Steffen Hertog (2010), in Princes, Brokers, and Bureaucrats, detailed how the Saudi state apparatus specifically distributes this income through a network of intermediaries tied to the royal family, an institutional design that helps explain why sports investment is carried out by a small, overlapping network of individuals (the same sovereign fund governor appears as chairman of a football club in England and as a central figure in multiple other assets), rather than by a market of independent investors. Matthew Gray (2011) updated the concept for the 21st century with the idea of late rentierism: Gulf states that, aware that the oil era has an expiration date, use current income to actively build new sources of income and legitimacy before the old one runs out, instead of simply redistributing passively as in the classic 1970s model. It is this late, active, anticipatory rentierism that supplies this paper's theoretical framework: investment in sport is not a vanity expense of a regime with money to spare, it is a calculated bet on income and legitimacy diversification, with the Saudi demographic clock (most of the population born after the start of the abundant oil era) as background pressure.

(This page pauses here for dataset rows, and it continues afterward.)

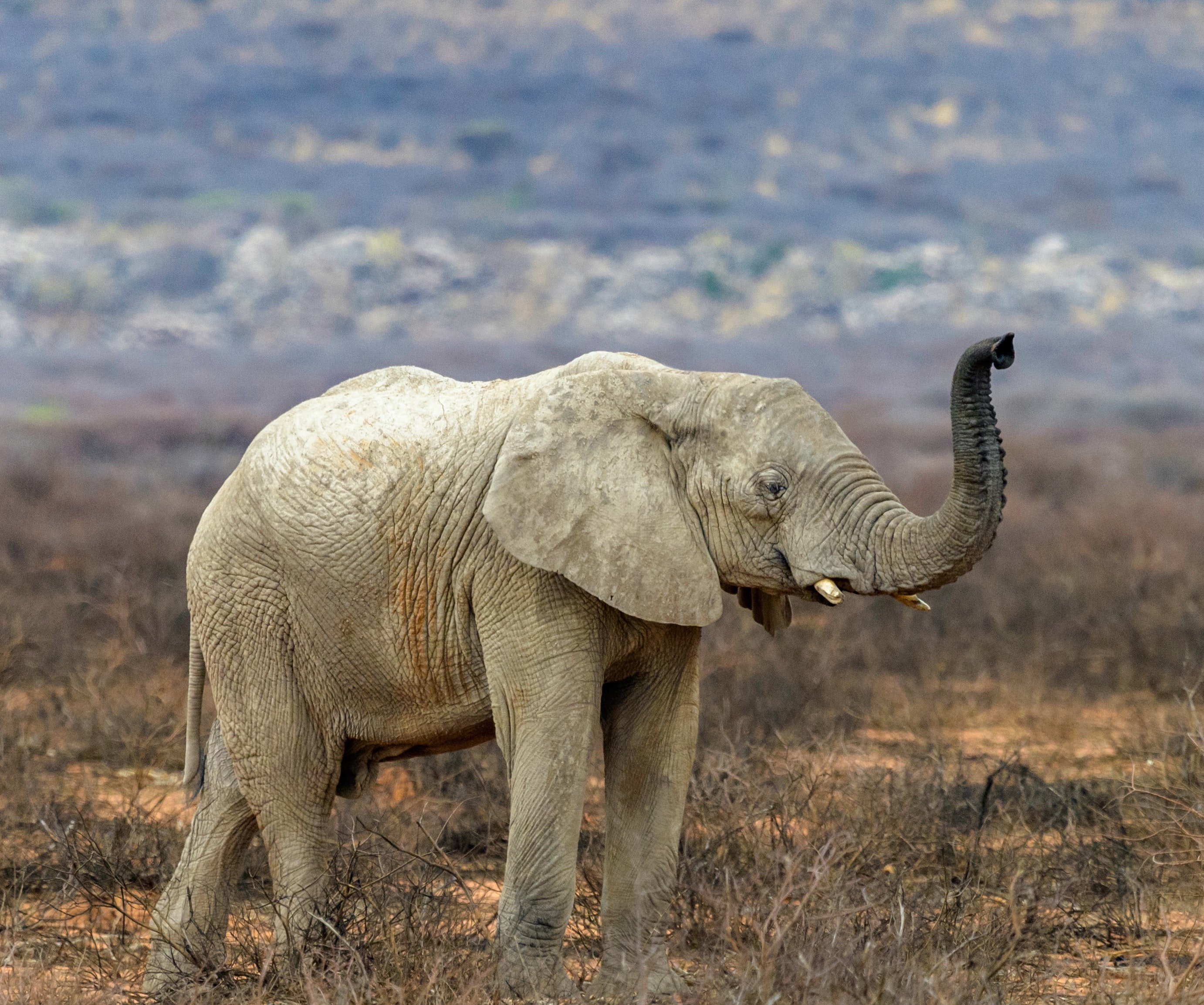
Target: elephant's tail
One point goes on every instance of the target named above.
(194, 761)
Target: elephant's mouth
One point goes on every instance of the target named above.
(829, 591)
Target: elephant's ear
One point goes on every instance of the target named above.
(585, 487)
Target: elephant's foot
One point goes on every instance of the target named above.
(171, 972)
(660, 981)
(540, 981)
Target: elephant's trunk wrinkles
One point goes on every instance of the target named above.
(908, 554)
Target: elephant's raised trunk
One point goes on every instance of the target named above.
(913, 554)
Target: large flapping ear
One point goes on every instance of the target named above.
(585, 487)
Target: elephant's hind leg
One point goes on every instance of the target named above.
(189, 922)
(289, 777)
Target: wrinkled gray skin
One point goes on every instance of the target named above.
(410, 565)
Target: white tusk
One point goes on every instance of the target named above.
(829, 591)
(912, 601)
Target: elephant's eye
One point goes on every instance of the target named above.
(772, 484)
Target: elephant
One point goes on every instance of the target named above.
(410, 565)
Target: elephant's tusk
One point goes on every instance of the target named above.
(829, 591)
(912, 601)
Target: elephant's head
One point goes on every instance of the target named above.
(654, 489)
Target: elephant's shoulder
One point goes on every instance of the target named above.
(399, 379)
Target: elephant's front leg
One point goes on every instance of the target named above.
(546, 715)
(650, 728)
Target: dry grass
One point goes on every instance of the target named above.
(1003, 801)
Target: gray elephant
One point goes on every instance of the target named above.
(410, 565)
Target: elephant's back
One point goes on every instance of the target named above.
(364, 457)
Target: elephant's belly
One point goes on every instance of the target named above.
(439, 732)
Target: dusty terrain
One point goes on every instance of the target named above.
(1000, 801)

One piece is still missing: how state money connects specifically to sports sponsorship, beyond the direct purchase of clubs. Krzyzaniak (2016) examined shirt and naming sponsorship as a soft power vehicle distinct from full ownership, an argument relevant to the Saudi case because much of the investment (Aramco in Formula 1 and FIFA, Sela at Newcastle, NEOM at McLaren) takes exactly this contractual form, cheaper and more reversible than outright acquisition of an asset. Peterson (2006), studying Qatar more than a decade before the peak of Qatari investment in sport, had already described the general "branding" mechanism that Gulf micro-states use to convert wealth into international recognition, anticipating the vocabulary that the soft power and mega-events literature would later consolidate. The most recent piece of the debate, a 2024 article by Grix, Brannagan et al. treating sports mega-events as a simultaneous instrument of diplomacy, soft power, and sportswashing, sums up the state of the art: the three concepts (sports diplomacy, soft power, and sportswashing) describe overlapping but distinct phenomena, and the literature still lacks a consistent criterion for deciding which one carries more weight in any given concrete case (Grix & Brannagan, 2024). It is precisely that criterion, applied to a concrete case with original data, that sections 3 through 7 of this paper try to supply.